The entire casualty analysis application makes liberal use of tooltip-style information displays, which display detailed statistical information above the looser, less-detailed graphics:
Daniele Galiffa of Mentegrafica compares it to Minard's Napoleon's Retreat chart made famous by years of magazine advertisements for Edward Tufte seminars. He also says that improved understanding would result from additional data-mining features ("what was the worst day for white men?"), but I disagree. The tooltips demonstrate how selective hiding of information helps increase the overall information density of the graph, and the single input mechanism makes it a more accessible browsing tool for historical information. The pertinent information here is event-based, answering questions about the spikes in the chart, and offering direct links to significant points in the upper-right-hand corner. The one significant feature missing is the capacity to bookmark views into the data. Fortunately, there are only two possible variables for each view (start date, end date), but it would be interesting to provide a direct URL to the 52 weeks of heaviest casualties, above. For comparison, Google Finance also offers no way to link to a particular view that I'm aware of. Yahoo's new beta Finance charts do offer the fragment-style direct links first demonstrated by Kevin Lynch (e.g. this view of the same HAL data as the Google screenshot above), at the cost of an otherwise heavily over-featured application.

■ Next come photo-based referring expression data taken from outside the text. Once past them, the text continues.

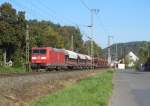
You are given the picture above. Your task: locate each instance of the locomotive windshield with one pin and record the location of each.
(39, 51)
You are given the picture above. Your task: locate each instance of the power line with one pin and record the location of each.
(85, 5)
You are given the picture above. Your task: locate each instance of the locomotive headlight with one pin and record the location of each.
(43, 58)
(34, 58)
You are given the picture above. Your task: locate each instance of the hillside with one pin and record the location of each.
(124, 48)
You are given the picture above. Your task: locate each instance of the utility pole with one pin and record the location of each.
(27, 49)
(72, 46)
(93, 11)
(109, 51)
(116, 52)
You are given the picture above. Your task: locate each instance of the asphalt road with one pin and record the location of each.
(131, 89)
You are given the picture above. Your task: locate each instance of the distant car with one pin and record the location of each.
(145, 67)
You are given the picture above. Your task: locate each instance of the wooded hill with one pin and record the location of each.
(124, 48)
(42, 33)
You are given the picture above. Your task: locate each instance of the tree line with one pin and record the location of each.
(42, 33)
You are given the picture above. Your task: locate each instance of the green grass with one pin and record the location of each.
(92, 91)
(11, 69)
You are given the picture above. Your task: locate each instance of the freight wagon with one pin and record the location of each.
(52, 58)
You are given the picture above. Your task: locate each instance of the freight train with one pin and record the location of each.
(51, 58)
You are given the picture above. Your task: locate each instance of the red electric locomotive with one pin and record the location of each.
(52, 58)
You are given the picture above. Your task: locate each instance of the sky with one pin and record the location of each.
(125, 20)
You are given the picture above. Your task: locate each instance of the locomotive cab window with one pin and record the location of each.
(42, 51)
(35, 51)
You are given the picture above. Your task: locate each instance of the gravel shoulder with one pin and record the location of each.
(131, 89)
(17, 91)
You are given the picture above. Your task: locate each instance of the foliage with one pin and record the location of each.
(42, 33)
(12, 69)
(92, 91)
(124, 48)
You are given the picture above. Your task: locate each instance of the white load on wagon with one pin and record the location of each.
(82, 56)
(71, 54)
(88, 57)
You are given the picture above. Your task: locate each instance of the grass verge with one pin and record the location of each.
(12, 69)
(92, 91)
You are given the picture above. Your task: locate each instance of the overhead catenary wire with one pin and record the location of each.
(85, 5)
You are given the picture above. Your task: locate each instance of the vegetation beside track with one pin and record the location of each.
(12, 69)
(92, 91)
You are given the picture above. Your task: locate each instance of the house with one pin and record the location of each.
(131, 58)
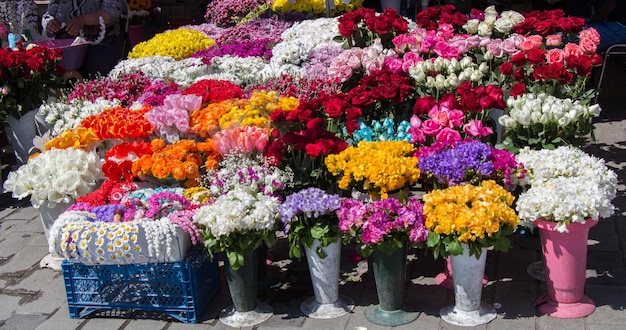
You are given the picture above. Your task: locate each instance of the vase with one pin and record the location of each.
(136, 34)
(445, 280)
(394, 4)
(389, 275)
(565, 264)
(21, 132)
(246, 310)
(48, 215)
(467, 274)
(326, 303)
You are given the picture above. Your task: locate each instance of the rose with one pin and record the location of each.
(476, 128)
(588, 45)
(554, 40)
(555, 55)
(448, 135)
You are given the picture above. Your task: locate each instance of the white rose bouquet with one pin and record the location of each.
(542, 121)
(55, 176)
(565, 185)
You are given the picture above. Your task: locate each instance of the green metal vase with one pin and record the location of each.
(390, 275)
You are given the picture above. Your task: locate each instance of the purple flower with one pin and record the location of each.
(465, 162)
(310, 203)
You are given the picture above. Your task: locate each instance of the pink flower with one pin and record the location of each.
(554, 40)
(555, 55)
(476, 128)
(456, 118)
(448, 135)
(410, 59)
(572, 49)
(241, 139)
(431, 127)
(394, 64)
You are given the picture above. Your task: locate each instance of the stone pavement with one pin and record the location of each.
(34, 298)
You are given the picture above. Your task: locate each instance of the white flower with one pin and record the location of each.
(566, 185)
(55, 176)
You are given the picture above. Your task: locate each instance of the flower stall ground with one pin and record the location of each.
(34, 298)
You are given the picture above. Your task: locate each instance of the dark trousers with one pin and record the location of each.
(101, 58)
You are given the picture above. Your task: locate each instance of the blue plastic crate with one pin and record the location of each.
(181, 290)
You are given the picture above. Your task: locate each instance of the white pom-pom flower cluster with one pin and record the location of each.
(567, 185)
(529, 109)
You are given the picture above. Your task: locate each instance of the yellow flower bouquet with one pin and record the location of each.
(375, 168)
(480, 216)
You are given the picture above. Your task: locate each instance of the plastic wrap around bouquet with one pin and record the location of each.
(73, 51)
(78, 238)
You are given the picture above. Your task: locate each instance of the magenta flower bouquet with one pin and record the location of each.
(385, 224)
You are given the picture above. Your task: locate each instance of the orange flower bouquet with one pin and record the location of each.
(180, 161)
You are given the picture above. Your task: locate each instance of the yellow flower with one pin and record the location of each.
(179, 44)
(375, 167)
(469, 212)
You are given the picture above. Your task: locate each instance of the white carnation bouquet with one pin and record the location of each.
(56, 176)
(565, 185)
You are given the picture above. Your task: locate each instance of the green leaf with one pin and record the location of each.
(454, 248)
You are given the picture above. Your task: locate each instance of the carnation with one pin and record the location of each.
(55, 176)
(565, 185)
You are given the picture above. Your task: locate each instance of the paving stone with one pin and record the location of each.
(545, 322)
(610, 304)
(21, 322)
(8, 305)
(28, 256)
(52, 297)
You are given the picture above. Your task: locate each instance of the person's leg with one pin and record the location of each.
(101, 58)
(611, 33)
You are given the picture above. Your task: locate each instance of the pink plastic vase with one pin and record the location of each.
(565, 263)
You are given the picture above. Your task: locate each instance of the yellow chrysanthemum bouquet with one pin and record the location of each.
(477, 215)
(178, 44)
(375, 168)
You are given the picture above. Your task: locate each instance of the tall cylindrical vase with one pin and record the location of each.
(327, 303)
(467, 274)
(242, 283)
(565, 264)
(48, 215)
(21, 132)
(395, 4)
(389, 274)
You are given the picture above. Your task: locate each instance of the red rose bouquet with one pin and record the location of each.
(28, 76)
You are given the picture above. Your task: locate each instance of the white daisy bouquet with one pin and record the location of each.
(243, 215)
(565, 185)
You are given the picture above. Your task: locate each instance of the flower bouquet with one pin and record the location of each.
(467, 162)
(565, 185)
(243, 213)
(478, 215)
(55, 176)
(142, 226)
(28, 76)
(375, 168)
(308, 215)
(568, 192)
(542, 121)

Martin Wattenberg and Fernanda Viegas's group at IBM is also doing some work in this direction, with their forthcoming Many Eyes project (look for "democratizing visualization" on this page). The two central features of Many Eyes that pique my interest are thumbnails and direct links to application states, simple technical additions that greatly multiply the usefulness of the application as a vehicle for argumentation or simple sharing.

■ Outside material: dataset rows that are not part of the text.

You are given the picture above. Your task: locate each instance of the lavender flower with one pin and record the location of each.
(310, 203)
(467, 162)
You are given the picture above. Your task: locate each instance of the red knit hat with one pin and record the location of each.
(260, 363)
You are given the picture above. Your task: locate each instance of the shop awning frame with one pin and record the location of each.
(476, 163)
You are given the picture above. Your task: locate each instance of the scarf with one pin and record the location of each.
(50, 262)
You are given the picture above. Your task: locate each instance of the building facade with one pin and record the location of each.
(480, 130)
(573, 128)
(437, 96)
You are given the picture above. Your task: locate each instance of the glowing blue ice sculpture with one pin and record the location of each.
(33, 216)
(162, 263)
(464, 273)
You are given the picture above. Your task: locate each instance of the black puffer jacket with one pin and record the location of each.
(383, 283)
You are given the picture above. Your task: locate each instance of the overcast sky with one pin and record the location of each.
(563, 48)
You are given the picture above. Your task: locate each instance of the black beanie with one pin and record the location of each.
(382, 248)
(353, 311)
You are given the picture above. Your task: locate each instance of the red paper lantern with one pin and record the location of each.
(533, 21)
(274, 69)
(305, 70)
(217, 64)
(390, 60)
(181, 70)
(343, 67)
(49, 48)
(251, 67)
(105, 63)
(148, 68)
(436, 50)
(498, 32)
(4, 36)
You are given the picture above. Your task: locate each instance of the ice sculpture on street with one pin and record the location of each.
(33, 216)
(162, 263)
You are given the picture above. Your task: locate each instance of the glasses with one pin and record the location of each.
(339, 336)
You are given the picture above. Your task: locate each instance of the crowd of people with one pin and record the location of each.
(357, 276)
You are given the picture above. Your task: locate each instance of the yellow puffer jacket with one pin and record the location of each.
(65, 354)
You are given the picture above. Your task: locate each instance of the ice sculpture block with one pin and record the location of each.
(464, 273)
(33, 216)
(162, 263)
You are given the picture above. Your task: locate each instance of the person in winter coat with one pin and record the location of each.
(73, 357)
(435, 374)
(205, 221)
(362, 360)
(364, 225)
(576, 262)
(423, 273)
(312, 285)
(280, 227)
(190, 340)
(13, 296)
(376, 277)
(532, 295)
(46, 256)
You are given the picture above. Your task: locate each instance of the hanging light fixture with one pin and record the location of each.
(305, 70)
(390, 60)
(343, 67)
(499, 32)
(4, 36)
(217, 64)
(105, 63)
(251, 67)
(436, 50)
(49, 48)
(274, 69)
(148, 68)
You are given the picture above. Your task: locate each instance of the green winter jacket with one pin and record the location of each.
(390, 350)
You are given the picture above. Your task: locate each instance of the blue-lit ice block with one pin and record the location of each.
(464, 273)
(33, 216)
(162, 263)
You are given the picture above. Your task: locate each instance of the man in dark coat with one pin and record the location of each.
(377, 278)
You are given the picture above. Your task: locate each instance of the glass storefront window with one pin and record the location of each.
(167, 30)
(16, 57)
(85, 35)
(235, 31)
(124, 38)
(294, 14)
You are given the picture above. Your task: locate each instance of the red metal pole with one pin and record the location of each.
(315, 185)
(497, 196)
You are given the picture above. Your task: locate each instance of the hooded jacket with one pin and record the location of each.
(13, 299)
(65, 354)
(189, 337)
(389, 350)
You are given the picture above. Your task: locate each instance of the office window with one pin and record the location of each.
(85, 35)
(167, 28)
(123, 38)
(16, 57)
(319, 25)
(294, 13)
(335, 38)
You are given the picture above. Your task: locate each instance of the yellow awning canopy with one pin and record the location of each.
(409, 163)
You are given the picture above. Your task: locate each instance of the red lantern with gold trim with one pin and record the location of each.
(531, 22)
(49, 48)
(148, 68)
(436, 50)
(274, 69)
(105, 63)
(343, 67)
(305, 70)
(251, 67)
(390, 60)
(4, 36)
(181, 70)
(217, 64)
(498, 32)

Overall, I think the New York Times application is an example of serious, cutting-edge journalism, offering readers (?) a way to make and test theories about the progress of a long-term event. It's valuable in the same way as the terror alert vs. approval rating chart, and for many of the same reasons. The barrage of noise generated by the 24-hour news cycle is desperately in need of simplifying views that help illustrate co-occurence and possible causality of news events.
In contrast, John Emerson offers his own take on the latest milestone.